Appellant relies on language in some of the New York cases to support its position. For example: "Hence the presumption or inference arising from the doctrine (of res ipsa) cannot be availed of, or is overcome, where plaintiff has full knowledge and testifies as to the specific act of negligence which is the cause of the injury complained of." Whitcher v. Board of Education, 1931, 233 App.Div. 184, 185, 251 N.Y.S. 611, 612-613, quoting 45 C.J. 1206; see Bressler v. New York Rapid Transit Corp., 1936, 270 N.Y. 409, 1 N.E.2d 828; Goodheart v. American Airlines, Inc., 1937, 252 App.Div. 660, 1 N.Y.S.2d 288. Close analysis of the cases relied on by appellant shows they do not support its position. On the contrary, they not only support but almost compel the instructions given by Judge Ryan on res ipsa loquitur. See Lobel v. American Airlines, Inc., supra, 192 F.2d at pages 219-220, where this court said:

'We do not agree with defendant that it was error to submit the case to the jury on a res ipsa loquitur charge. In his pleadings and in proving his own case, plaintiff met the requirements of the doctrine. The plane was in defendant's exclusive control. The accident was not of the sort which happens in the ordinary course of events without negligence on someone's part. The defendant urges, however, that, by the time the case went to the jury, plaintiff had attempted to prove, and had argued in his summation, that the accident was caused by several specific acts of negligence on defendant's part * * * We can find no New York case which penalizes a res ipsa loquitur plaintiff who, on cross-examination, probes deeply into the defendant's behavior and thus discloses specific acts of negligence that may have caused the accident. We assume the New York courts would oppose any rule which encouraged plaintiffs to go easy on defendants in cross-examination and which destroyed this truth-testing technique in res ipsa loquitur cases, for the information elicited under cross-examination helps the jury to decide intelligently whether or not a permissible inference of negligence should be drawn.'

Under the New York law the doctrine of res ipsa loquitur essentially means that, 'where the instrumentality which produced an injury is within the exclusive possession and control of the person charged with negligence, and such person has exclusive knowledge of the care exercised in the control and management of that instrumentality, evidence of circumstances which show that the accident would not ordinarily have occurred without neglect of some duty owed to the plaintiff is sufficient to justify an inference of negligence and to shift the burden of explanation to the defendant. Slater v. Barnes, 1925, 241 N.Y. 284, 149 N.E. 859.' Galbraith v. Busch, 1935, 267 N.Y. 230, 234, 196 N.E. 36, 38, quoted with approval in George Foltis, Inc. v. City of New York, 1941, 287 N.Y. 108, 114-115, 38 N.E.2d 455, 459, 153 A.L.R. 1122.

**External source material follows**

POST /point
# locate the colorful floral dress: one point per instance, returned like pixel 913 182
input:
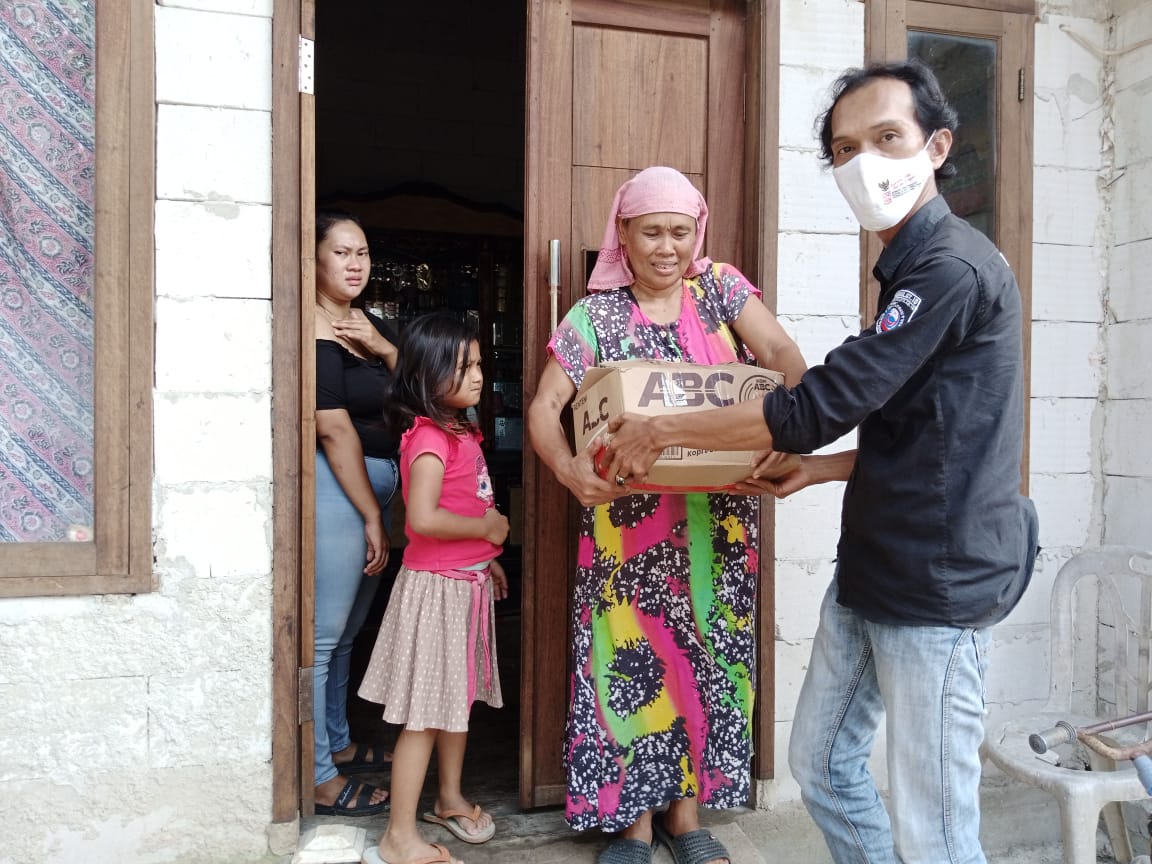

This means that, where these evidentiary requirements of res ipsa have been met, the triers of the facts may reasonably draw an inference that the occurrence was attributable to an unknown act or omission of the defendant. The strength or weakness of the inference will, of course, vary with the circumstances. If the plaintiff introduces evidence tending to prove a specific cause of the occurrence, naturally the strength of the possible inference that the occurrence was attributable to an unknown act of the defendant diminishes.